Finely drawn assignments establish the parameters of the assignment without constraining individuals' thinking or creativity.
They also combat plagiarism. When assignments demand a thoughtful written response, give them to students in written form to
avoid confusion or misinterpretations as time and peer comments intervene. Information sheets for well-developed assignments
- writing task
- stylistic/formatting information (for example, preferred citations forms).
- resources available to students (for example, preparatory writing useful for this assignment,
readings, library services)
- grading criteria/value of this paper in relation to the course
Review your draft of the assignment to confirm that what you have written models the emphasis and tone you expect of your
students. That is, organize and develop the text of the assignment in a top-down manner, giving space and attention to specific
aspects of the text in proportion to what you expect in the students' writing. In other words, regardless of what you state in
the assignment, if most of the page is devoted to stylistic considerations, you are communicating to your students that style is
most important when, in fact, you may be equally concerned about the quality of the argument. Likewise, as you write the text of
the assignment, establish the tone that you expect students to assume as they write.
Questions to consider as you design writing assignments will be a valuable check as you design assignments. Another strategy to
review the quality of your assignment is to design a checklist that you will later use when you evaluate the paper . Any gaps in
information or reasoning become apparent when the assignment sheet is condensed into this stark form.
Questions to Consider as You Design Writing Assignments
Incorporating Richard L. Larson's list in Writing in the Academic and Professional Disciplines: A Manual for Faculty. Herbert
H. Lehman College (CUNY), 1983.
- How does the assignment relate to the discipline?
- How typical is this assignment of work in this discipline?
- How does this assignment contribute to learning in the field?
- How will the individual assignment build into the overall plan for the semester?
- What course content or goal does this assignment support?
You might want to begin with assignments that demand fundamental intellectual activities: describing, explaining, etc.,
and move onto those which demand more complex intellectual activities: analyzing, critiquing, comparing, etc.
- Why is the student being asked to write the paper?
- What judgment is required?
- What cognitive / conceptual activities are necessary?
- Will it interest the student?
- Will it interest you?
- Will the student acquire new knowledge?
- Is the task clearly defined?
- Does the teacher know the parameters of desirable responses?
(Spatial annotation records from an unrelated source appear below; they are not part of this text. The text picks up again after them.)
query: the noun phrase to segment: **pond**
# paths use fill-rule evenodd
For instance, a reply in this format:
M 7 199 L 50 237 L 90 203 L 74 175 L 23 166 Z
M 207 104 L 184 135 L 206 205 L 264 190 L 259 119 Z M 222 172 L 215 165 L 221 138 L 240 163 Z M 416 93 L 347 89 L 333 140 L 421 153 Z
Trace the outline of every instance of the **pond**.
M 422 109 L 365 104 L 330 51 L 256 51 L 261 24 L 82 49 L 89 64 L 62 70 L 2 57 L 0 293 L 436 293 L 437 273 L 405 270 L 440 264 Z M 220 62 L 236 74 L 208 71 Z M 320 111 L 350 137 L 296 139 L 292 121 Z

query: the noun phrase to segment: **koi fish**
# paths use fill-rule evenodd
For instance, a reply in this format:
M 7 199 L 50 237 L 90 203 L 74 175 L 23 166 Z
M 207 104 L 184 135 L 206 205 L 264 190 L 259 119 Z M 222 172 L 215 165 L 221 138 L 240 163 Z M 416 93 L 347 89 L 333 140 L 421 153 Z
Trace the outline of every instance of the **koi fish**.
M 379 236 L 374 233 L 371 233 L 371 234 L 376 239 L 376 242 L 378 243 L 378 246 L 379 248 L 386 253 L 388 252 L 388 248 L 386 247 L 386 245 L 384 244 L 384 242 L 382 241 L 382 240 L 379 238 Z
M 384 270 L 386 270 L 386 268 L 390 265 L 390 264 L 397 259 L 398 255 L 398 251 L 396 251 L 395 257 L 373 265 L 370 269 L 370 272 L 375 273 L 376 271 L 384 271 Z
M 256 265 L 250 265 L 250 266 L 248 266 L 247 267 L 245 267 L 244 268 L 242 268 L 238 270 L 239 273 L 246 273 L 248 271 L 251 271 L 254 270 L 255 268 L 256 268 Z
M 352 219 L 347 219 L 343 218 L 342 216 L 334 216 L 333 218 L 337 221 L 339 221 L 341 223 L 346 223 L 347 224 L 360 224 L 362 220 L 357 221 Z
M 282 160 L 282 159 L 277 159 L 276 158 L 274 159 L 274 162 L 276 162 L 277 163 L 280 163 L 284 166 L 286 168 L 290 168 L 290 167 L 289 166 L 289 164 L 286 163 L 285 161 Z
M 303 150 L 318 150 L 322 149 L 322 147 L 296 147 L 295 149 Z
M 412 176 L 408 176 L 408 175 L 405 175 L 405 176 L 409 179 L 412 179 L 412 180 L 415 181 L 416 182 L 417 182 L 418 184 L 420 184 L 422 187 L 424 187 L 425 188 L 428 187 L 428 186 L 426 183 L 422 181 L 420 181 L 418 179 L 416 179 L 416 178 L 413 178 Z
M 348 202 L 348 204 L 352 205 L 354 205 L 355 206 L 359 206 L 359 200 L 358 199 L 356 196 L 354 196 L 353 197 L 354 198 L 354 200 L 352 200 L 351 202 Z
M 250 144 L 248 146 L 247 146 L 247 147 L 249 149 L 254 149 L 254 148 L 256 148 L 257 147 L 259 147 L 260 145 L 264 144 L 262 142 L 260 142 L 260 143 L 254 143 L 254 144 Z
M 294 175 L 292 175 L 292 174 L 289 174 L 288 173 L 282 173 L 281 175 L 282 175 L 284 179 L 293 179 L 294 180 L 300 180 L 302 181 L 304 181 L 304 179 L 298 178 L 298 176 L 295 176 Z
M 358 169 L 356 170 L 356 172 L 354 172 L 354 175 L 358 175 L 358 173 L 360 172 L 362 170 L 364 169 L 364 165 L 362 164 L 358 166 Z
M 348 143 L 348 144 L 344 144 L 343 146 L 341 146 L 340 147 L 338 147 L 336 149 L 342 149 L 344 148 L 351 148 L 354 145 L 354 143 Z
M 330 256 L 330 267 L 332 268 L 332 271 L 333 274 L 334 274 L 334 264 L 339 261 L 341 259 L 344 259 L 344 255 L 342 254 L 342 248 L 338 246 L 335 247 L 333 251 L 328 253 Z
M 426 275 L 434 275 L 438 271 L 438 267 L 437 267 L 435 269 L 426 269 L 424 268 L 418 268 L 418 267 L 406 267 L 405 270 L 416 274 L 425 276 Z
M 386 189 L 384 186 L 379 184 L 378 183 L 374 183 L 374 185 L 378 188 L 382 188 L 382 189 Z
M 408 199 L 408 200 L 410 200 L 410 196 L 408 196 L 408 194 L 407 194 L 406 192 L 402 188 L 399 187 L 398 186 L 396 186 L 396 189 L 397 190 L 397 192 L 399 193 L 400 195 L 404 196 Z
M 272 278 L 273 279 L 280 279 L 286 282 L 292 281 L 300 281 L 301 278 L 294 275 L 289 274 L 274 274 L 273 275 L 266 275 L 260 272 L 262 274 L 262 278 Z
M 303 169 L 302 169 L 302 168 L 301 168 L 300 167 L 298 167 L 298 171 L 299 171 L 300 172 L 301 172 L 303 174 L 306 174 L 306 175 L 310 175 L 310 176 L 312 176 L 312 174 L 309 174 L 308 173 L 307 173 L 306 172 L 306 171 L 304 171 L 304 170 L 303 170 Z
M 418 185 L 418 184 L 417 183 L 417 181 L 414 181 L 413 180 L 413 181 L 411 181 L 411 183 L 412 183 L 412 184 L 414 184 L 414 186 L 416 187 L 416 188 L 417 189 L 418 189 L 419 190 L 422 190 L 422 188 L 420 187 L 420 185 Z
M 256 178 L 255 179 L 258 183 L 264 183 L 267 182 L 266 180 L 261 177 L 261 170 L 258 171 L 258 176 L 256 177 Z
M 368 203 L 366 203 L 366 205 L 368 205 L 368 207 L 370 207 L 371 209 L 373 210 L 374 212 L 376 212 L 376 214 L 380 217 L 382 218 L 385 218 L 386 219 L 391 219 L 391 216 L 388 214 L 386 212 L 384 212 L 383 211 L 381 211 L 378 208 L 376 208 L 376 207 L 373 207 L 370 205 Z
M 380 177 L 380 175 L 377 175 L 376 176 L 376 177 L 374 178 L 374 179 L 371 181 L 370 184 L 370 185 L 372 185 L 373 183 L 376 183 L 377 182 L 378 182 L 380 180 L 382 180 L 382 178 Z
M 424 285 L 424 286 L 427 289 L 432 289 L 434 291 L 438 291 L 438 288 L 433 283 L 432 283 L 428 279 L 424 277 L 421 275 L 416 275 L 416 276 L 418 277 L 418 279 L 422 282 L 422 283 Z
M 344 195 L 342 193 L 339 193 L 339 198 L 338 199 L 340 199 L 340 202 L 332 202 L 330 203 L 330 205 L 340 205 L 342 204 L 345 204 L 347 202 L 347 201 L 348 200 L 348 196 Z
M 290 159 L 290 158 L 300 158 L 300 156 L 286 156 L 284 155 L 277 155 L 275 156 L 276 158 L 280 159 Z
- Do students know? (How much should they know and when?)
- Is the basis for evaluation clear to the students?
- How broad do you want the scope of the topic to be?
- What do you want the assignment to yield?
- Do you want the students to
1. Re-state information?
2. Describe a concept?
3. Explain an idea?
4. Analyze an argument?
5. Evaluate an argument?
6. Critique a viewpoint?
7. Compare various theories?
8. Argue one side or another?
- What words would best convey what you want the students to do? Verbs are crucial:
describe, summarize, argue, compare, analyze, explain, evaluate, critique, etc. But other words are important too:
theory vs. argument vs. concept vs. opinion vs. view.
- How explicit do you want to be about where you want them to get the information to respond:
- should they base their responses on the lectures, the textbook, library research?
- Does the student have access to the resources necessary for success on this assignment?
- If a research-based paper, do you have a particular documentation style in mind?
If so, is it clear to the students?
- What would be the best form for the students to respond to the assignment:
1. Short answer in an exam?
2. Long essay in an exam?
3. Short (how short?)
4. Paper? long (how long?)
5. Paper? short in-class writing?
6. Journal entry?
- If this is a collaborative assignment, does it involve work that cannot be done as easily by just one person?
Writing Across the Curriculum Principles of Assignment Design
- Tie any writing in the course directly to your course objectives.
- Engage students in patterns of thinking characteristic of your discipline: ask them to explain, define,
apply, classify, compare and contrast, problem-solve, show cause and effect, illustrate, analyze, persuade.
- Invite analysis and synthesis to force students beyond retention and recall.
- State a purpose and identify a specific audience; also let students know how this task is important to them.
- Use open questions that permit a variety of legitimate responses.
- Segment assignments into manageable steps, allowing opportunities for intervention throughout.
- Sequence tasks within the assignment or writing assignments over the semester from simple to complex, building on
- Include evaluative criteria in the assignment.